Of course, like everyone that knows Christine, I readily (and genuinely) joined in the congratulations – she thoroughly deserved every bit of it.

 

But then something began to trouble me. Christine declared she wanted to go by a new name, lets say Jane. Jane decided that she had left Christine behind, and that the person who had gone by her previous name was long gone into the mists of the past. But, I have to confess, my first thought was that she was running.

 

I am in no way accusing her of anything, nor am I trying to demean what she went through, because I think she’s amazing, and, of course, I could never even begin to understand the internal processing that led to wanting to change one’s name.

 

But (now) Jane’s new name made me think of parallels with another story I had heard recently. A friend of a friend had been dating a guy for about 6 months.

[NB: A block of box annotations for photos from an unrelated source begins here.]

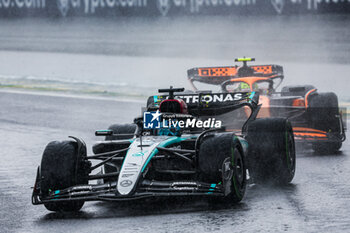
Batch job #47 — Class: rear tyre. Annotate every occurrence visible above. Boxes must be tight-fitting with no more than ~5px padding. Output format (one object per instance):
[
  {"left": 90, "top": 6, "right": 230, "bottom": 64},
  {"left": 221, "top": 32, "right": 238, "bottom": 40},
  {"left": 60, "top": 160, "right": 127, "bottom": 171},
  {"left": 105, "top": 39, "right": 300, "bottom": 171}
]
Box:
[
  {"left": 308, "top": 92, "right": 342, "bottom": 154},
  {"left": 40, "top": 141, "right": 89, "bottom": 211},
  {"left": 198, "top": 133, "right": 246, "bottom": 203},
  {"left": 247, "top": 118, "right": 296, "bottom": 185}
]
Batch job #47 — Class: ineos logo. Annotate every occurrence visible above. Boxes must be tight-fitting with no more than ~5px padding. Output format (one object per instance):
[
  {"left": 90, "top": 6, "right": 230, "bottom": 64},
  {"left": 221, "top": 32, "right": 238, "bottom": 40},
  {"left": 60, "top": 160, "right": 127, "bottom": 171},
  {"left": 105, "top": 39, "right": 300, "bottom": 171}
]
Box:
[
  {"left": 157, "top": 0, "right": 170, "bottom": 16},
  {"left": 57, "top": 0, "right": 69, "bottom": 17},
  {"left": 271, "top": 0, "right": 284, "bottom": 14},
  {"left": 120, "top": 180, "right": 132, "bottom": 187}
]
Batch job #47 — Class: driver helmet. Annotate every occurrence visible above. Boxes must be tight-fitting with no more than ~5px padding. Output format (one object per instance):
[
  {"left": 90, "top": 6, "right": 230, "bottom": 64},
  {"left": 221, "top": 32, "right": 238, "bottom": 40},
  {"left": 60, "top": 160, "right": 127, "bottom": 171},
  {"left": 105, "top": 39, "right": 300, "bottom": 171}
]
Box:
[{"left": 236, "top": 82, "right": 250, "bottom": 91}]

He was into drugs, suffered with depression and anxiety, was quick to anger, and was constantly involved in something or other ‘dodgy’. After these 6 months, this friend of a friend discovered that (a) his American accent was a fake, (b) he lied about his parents being dead, and that (c) essentially nothing he had told her had been true, not even his name. This guy was, she decided, consumed by self-hatred to the point where he had invented an entirely new persona to live by.

 

A situation I can well sympathise with, as I have done similar, just to lesser extremes.

 

So, dear readers, I leave you with a question, a question I have been wrestling with for about a week.

 

‘When is a new beginning actually a new beginning, and not just another really big target we set ourselves?’

 

Maybe you’ll be able to answer it better than I.